On 8/20/25 19:35, Paul Moore wrote:
> On Wed, Aug 20, 2025 at 10:05 PM Serge E. Hallyn <serge at hallyn.com> wrote:
>> On Tue, Aug 19, 2025 at 02:51:00PM -0400, Paul Moore wrote:
>>> On Tue, Aug 19, 2025 at 1:47 PM Stephen Smalley
>>> <stephen.smalley.work at gmail.com> wrote:
> 
> ...
> 
>>>> Serge pointed out that we also will need an API to attach to an
>>>> existing SELinux namespace, which I captured here:
>>>> https://github.com/stephensmalley/selinuxns/issues/19
>>>> This is handled for other Linux namespaces by opening a pseudo file
>>>> under /proc/pid/ns and invoking setns(2), so not sure how we want to
>>>> do it.
>>>
>>> One option would be to have a the LSM framework return a LSM namespace
>>> "handle" for a given LSM using lsm_get_self_attr(2) and then do a
>>> setns(2)-esque operation using lsm_set_self_attr(2) with that
>>> "handle".  We would need to figure out what would constitute a
>>> "handle" but let's just mark that as TBD for now with this approach (I
>>> think better options are available).
>>
>> The use case which would be complicated (not blocked) by this, is
>>
>> * a runtime creates a process p1
>>    * p1 unshares its lsm namespace
>> * runtime forks a debug/admin process p2
>>    * p2 wants to enter p1's namespace
>>
>> Of course the runtime could work around it by, before relinquishing
>> control of p1 to a new executable, returning the lsm_get_self_attr()
>> data to over a pipe.
>>
>> Note I don't think we should support setting another task's namespace,
>> only getting its namespace ID.
>>
>>> Since we have an existing LSM namespace combination, with processes
>>> running inside of it, it might be sufficient to simply support moving
>>> into an existing LSM namespace set with setns(2) using only a pidfd
>>> and a new CLONE_LSMNS flag (or similar, upstream might want this as
>>> CLONE_NEWLSM).  This would simply set the LSM namespace set for the
>>> setns(2) caller to match that of the target pidfd.  We still wouldn't
>>> want to support CLONE_LSMNS/CLONE_NEWLSM for clone*().
>>
>> A part of me is telling (another part of) me that being able to setns
>> to a subset of the lsms could lead to privilege escapes through
>> weird policy configurations for the various LSMs.  In which case,
>> an all-or-nothing LSM setns might actually be preferable.
> 
> Sorry I probably wasn't as clear as I should have been, but my idea
> with using the existing procfs/setns(2) approach with a single
> CLONE_NEWLSM (name pending sufficient bikeshedding) was that the
> process being setns()'d would simply end up in the exact copy of the
> target process' LSM namespace configuration, it shouldn't be a new
> set/subset/configuration ... and I would expect us to have controls
> around that such that LSMs could enforce policy on a setns(2)

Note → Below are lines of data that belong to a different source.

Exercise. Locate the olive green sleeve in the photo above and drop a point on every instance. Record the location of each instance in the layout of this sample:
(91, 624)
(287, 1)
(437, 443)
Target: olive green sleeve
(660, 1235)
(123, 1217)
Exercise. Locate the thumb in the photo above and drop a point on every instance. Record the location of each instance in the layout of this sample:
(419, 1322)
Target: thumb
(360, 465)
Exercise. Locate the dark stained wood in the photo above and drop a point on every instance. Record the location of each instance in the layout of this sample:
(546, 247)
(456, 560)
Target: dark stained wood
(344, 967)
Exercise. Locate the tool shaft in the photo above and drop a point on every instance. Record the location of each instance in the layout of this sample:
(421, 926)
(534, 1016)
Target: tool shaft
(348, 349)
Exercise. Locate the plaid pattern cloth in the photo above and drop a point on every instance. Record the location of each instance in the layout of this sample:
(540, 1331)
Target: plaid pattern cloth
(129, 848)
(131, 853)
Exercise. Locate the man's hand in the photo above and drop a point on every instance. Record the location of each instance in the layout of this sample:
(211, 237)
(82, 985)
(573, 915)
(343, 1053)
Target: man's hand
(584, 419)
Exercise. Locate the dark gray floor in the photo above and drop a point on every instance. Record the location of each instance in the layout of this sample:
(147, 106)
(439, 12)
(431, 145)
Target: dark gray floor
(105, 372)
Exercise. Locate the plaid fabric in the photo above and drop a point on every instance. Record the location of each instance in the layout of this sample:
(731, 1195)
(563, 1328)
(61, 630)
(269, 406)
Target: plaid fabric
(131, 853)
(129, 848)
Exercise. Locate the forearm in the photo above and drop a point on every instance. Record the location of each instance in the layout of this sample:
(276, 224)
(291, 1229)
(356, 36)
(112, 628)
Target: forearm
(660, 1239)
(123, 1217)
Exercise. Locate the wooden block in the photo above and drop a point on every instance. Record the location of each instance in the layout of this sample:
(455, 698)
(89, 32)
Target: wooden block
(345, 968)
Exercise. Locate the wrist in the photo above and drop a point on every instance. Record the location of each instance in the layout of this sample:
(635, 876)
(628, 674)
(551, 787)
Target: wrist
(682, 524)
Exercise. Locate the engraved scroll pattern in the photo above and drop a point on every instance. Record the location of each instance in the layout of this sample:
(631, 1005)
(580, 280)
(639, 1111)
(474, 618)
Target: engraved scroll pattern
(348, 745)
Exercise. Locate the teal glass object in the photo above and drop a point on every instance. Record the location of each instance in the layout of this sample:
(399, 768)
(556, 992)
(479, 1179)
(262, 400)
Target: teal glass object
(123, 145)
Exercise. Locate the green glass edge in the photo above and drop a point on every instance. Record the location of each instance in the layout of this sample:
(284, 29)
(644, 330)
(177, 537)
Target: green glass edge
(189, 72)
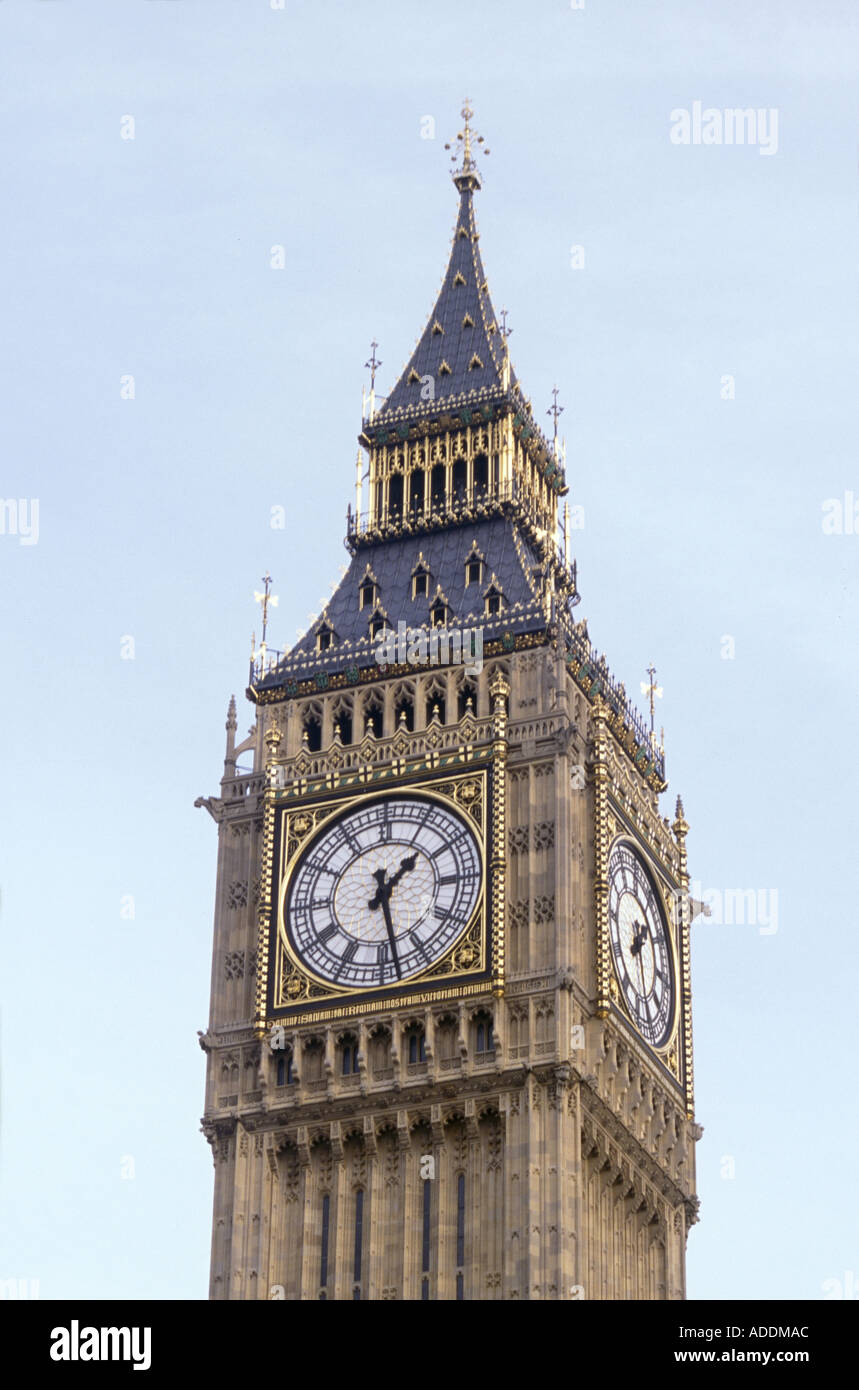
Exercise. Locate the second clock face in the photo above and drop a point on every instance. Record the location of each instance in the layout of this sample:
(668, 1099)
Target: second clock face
(641, 945)
(382, 891)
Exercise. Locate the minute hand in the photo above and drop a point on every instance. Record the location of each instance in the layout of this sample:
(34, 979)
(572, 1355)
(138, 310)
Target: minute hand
(391, 936)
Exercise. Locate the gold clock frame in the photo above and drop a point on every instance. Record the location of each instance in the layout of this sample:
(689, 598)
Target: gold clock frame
(426, 774)
(300, 826)
(665, 1048)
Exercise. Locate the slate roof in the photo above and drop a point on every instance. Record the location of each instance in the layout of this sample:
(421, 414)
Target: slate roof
(505, 552)
(469, 334)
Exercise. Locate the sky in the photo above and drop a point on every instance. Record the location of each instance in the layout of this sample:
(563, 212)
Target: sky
(695, 305)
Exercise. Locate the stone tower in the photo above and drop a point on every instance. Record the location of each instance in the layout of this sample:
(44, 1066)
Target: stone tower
(449, 1051)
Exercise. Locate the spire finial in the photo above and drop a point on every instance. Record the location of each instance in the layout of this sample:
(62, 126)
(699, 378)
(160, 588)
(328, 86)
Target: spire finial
(555, 410)
(467, 175)
(373, 364)
(655, 692)
(267, 599)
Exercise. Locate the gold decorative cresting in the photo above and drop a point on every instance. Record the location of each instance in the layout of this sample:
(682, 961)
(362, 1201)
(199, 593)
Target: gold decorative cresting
(273, 740)
(499, 692)
(601, 856)
(681, 830)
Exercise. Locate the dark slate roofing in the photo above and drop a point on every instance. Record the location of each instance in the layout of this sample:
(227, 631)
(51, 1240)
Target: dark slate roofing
(505, 552)
(463, 296)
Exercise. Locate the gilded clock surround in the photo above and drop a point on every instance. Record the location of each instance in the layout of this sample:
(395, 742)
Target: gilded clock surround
(667, 1050)
(466, 959)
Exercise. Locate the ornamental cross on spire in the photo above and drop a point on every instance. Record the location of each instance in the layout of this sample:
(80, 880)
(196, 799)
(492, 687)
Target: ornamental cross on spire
(555, 410)
(373, 364)
(464, 141)
(653, 691)
(267, 599)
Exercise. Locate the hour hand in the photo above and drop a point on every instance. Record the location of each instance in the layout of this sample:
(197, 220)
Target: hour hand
(406, 865)
(382, 891)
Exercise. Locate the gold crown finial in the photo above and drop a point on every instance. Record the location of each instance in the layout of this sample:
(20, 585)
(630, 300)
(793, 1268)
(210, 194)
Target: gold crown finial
(467, 175)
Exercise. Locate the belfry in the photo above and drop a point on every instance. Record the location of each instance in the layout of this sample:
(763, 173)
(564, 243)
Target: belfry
(449, 1050)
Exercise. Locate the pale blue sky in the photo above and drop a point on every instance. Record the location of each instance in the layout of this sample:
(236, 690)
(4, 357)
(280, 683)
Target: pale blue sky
(259, 127)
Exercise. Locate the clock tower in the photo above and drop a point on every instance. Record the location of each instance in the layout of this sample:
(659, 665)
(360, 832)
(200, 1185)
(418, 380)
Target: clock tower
(449, 1050)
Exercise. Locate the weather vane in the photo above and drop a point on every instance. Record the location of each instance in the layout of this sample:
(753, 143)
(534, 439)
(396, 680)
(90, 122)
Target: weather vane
(655, 692)
(463, 141)
(555, 410)
(267, 599)
(373, 364)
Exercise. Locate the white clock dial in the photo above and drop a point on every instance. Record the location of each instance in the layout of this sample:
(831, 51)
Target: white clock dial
(382, 891)
(641, 947)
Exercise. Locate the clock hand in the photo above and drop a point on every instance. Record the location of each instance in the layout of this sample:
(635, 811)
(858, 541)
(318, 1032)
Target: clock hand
(391, 937)
(380, 900)
(406, 865)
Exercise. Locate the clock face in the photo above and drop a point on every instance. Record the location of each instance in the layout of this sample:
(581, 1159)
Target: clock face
(384, 891)
(640, 945)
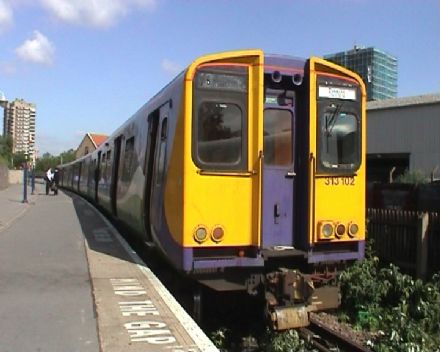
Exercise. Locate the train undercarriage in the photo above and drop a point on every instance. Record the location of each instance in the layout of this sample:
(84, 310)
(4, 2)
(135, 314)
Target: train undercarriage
(289, 293)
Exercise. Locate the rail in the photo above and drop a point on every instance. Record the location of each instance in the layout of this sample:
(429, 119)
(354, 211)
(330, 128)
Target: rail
(325, 339)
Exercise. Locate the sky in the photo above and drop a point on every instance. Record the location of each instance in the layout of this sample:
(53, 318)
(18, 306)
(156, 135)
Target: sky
(88, 65)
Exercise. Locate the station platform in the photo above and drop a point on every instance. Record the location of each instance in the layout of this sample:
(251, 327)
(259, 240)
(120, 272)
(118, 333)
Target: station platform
(70, 282)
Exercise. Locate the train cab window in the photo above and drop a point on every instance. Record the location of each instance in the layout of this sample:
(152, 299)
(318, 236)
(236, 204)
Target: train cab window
(339, 139)
(220, 118)
(220, 133)
(277, 137)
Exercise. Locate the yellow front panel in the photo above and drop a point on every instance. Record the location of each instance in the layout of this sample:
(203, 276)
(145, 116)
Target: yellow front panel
(229, 199)
(332, 198)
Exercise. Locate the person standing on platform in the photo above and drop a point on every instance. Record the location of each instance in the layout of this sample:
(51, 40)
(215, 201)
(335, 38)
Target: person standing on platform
(49, 179)
(56, 181)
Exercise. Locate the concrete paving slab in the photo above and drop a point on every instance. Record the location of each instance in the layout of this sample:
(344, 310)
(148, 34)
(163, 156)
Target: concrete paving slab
(135, 311)
(45, 295)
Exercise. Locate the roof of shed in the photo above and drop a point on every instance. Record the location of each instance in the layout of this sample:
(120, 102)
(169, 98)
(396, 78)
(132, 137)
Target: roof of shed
(404, 101)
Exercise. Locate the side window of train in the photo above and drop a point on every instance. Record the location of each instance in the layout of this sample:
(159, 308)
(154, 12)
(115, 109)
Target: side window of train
(108, 169)
(129, 164)
(103, 165)
(162, 151)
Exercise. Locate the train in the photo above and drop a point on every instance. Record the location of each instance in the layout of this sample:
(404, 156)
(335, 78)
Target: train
(247, 173)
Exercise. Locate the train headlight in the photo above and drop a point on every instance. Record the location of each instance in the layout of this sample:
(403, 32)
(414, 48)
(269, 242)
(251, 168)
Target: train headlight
(353, 229)
(200, 234)
(340, 230)
(217, 233)
(326, 230)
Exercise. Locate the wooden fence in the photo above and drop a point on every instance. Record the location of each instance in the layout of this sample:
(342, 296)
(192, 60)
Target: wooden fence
(408, 239)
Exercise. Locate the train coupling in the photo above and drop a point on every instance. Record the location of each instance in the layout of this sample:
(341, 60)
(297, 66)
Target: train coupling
(291, 295)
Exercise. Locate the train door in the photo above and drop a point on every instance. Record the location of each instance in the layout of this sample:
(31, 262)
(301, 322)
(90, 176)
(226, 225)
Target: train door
(97, 175)
(158, 168)
(278, 170)
(115, 174)
(153, 123)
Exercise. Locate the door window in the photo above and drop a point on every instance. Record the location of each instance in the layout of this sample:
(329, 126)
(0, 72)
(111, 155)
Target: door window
(277, 137)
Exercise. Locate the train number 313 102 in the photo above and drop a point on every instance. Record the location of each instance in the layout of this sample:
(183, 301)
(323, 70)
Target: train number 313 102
(336, 181)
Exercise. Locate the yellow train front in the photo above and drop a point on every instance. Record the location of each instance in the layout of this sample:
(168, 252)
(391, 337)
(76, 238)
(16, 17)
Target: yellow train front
(247, 172)
(266, 185)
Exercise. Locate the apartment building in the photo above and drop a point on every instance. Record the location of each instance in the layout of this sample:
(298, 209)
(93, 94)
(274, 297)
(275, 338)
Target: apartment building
(19, 123)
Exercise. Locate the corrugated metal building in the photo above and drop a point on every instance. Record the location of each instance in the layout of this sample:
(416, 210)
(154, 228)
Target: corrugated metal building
(403, 134)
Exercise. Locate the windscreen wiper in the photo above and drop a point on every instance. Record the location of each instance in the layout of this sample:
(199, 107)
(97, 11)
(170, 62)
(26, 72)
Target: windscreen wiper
(333, 118)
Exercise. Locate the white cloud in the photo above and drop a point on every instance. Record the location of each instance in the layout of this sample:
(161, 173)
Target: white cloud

> operation that involved their LSM.
> 
entering as a complete set, is certainly the safest. At a minim the
LSMs are going to need to be able to specify the set of namespaces
the are needed if you enter the LSM namespace. The easiest way to
do this is what you propose, take away the flexibility and allow
moving everything as a set.

I do think we might still have a need to be able to request entering
an LSM namespace from the set, but I think that at least for a first
its probably better to not go there.